Però, quando ha smesso di giocare, Rino ha capito che quello era il passato: «Da allenatore riparto daccapo, devo rimettermi in discussione». Oltre al soprannome Ringhio, vagamente ingannevole perché si tratta di un burbero benefico, fuori dal campo ha conservato i capisaldi. L’attaccamento alla famiglia, alla moglie Monica conosciuta a Glasgow ai tempi dei Rangers e ai figli Gabriela che studia moda a Milano e Francesco, studente e calciatore in Spagna. L’affetto per i genitori e per le sorelle Ida e Francesca, scomparsa mentre lui allenava il Napoli. Il profondo senso dell’amicizia. La capacità di superare la malattia agli occhi, la miastenia oculare raccontata in pubblico. L’attività di imprenditore con la pescheria e il ristorante a Gallarate.

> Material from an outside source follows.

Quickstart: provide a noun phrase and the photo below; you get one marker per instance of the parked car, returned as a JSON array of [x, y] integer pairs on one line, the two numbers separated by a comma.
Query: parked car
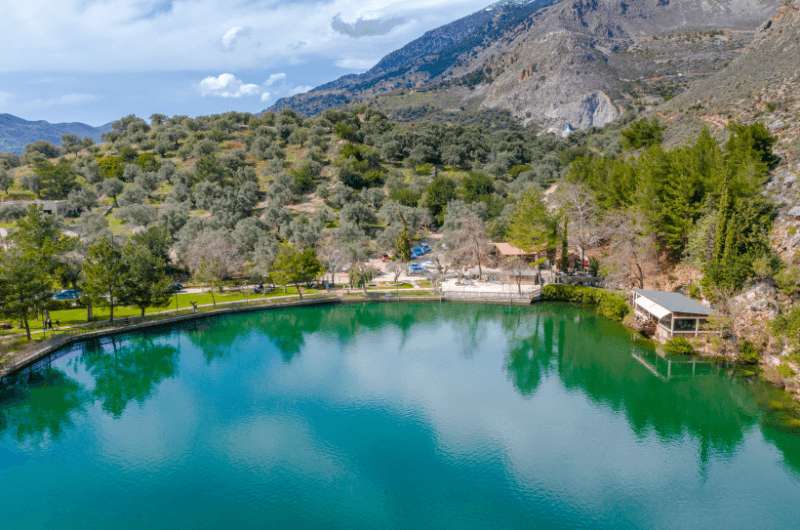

Gattuso abituato alle imprese difficili

Ora deve riportare la Nazionale al Mondiale. La carriera in panchina iniziata 12 anni fa è priva di grandi vittorie, ma spesso è valutata con parecchia superficialità: tante le difficili imprese in cui si è lanciato, per lo più lontano dall’Italia. In A ha allenato solo un Milan minore e un Napoli senza il San Paolo, svuotato dal Covid. Alle prese con situazioni ambientali e societarie complicate (Creta, Valencia, Marsiglia, Spalato), ha ovunque puntato a una priorità: creare un gruppo unito e fondato sulla disciplina (all’Hajduk Perisic è finito fuori rosa perché primadonna insofferente alla richiesta di dare il buon esempio ai più giovani), accompagnando la tattica alla voglia di stare insieme. Ora l’importante è che porti l’Italia in America.